Proof: $\Leftarrow$ is quite obvious.
The most interesting part is $\Rightarrow$. Suppose that $f$ is not strictly monotonic. Then we can find three points $x_1<x_2<x_3$ from $[a,b]$ such that $f(x_2)$ does not lie in between $f(x_1)$ and $f(x_3)$. In this case $f(x_3)$ lies in between $f(x_1)$ and $f(x_2)$ or $f(x_1)$ lies in between $f(x_2)$ and $f(x_3)$.
Question: Suppose $f$ is not strictly monotonic, i.e. $f$ is not strictly increasing and is not strictly decreasing. Then we can find points $x_1,x_2,x_3,x_4\in [a,b]$ such that $x_1<x_2$ with $f(x_1)\geq f(x_2)$ and $x_3<x_4$ with $f(x_3)\leq f(x_4)$.
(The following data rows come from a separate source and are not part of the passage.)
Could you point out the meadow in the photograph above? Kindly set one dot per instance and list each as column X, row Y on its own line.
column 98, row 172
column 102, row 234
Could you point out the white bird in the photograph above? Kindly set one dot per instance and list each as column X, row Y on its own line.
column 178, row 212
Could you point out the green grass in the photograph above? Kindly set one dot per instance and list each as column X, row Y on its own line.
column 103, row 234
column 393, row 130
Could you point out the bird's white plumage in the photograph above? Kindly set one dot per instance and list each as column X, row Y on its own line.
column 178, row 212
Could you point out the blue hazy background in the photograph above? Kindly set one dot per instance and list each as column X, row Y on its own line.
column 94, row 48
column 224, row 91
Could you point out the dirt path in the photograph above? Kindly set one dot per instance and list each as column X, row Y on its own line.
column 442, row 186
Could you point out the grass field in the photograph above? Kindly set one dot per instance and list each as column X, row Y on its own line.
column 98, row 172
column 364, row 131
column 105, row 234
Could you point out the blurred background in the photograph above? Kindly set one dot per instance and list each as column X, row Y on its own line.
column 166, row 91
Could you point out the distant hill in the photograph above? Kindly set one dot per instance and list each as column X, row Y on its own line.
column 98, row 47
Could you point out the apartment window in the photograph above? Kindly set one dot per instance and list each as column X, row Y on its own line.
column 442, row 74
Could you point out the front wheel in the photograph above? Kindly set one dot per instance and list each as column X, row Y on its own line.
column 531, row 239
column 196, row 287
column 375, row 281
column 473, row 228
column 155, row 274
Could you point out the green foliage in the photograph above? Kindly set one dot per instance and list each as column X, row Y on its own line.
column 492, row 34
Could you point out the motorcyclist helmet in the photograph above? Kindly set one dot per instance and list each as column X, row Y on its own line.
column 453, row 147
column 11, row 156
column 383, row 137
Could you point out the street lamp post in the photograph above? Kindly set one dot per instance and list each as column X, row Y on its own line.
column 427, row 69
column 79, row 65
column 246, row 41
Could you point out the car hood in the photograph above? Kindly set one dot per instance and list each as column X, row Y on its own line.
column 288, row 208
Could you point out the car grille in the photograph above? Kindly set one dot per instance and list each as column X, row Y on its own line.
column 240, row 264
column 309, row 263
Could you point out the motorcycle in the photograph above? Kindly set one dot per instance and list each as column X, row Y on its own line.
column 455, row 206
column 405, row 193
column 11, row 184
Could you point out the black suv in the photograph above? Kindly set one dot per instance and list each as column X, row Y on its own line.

I have spent smth like couple of hours trying to derive that exists three points with the above properties as in Zorich's book but I failed.
I'd be thankful if you can help me, please!
Best Answer
Note that I am using $(a,b)_* = (\min(a,b), \max(a,b))$ in the following.
You are trying to prove that $f:[a,b] \to \mathbb{R}$ is strictly monotonic iff for all $x_1,x_2,x_3$ such that $a \le x_1<x_2<x_3\le b$ we have $f(x_2) \in (f(x_1),f(x_3))_*$.
If $f$ is strictly monotonic then we can presume that $f(a) < f(b)$ (otherwise take $-f$) and if $x_1<x_2<x_3$ then since $f(x_1) < f(x_2)< f(x_3)$ we see that $f(x_2) \in (f(x_1),f(x_3))_*$.
For the other direction suppose for all $x_1<x_2<x_3$ we have $f(x_2) \in (f(x_1),f(x_3))_*$. We would like to show that $f$ is strictly monotonic.
Since $f({1 \over 2}(a+b)) \in (f(a),f(b))_* $ we see that $f(a) \ne f(b)$. We can presume that $f(a)<f(b)$ (otherwise take $-f$). Note that for $x \in (a,b)$ we have $f(x) \in (f(a),f(b))$.
Now suppose $a \le x < y \le b$. If $x=a$ (or $y=b$) then the previous statement shows that $f(a)< f(x)$ (or $f(y)< f(b)$), so we can assume $a<x<y<b$. In this case we have $f(x) \in (f(a),f(y)$, in particular $f(x)<f(y)$.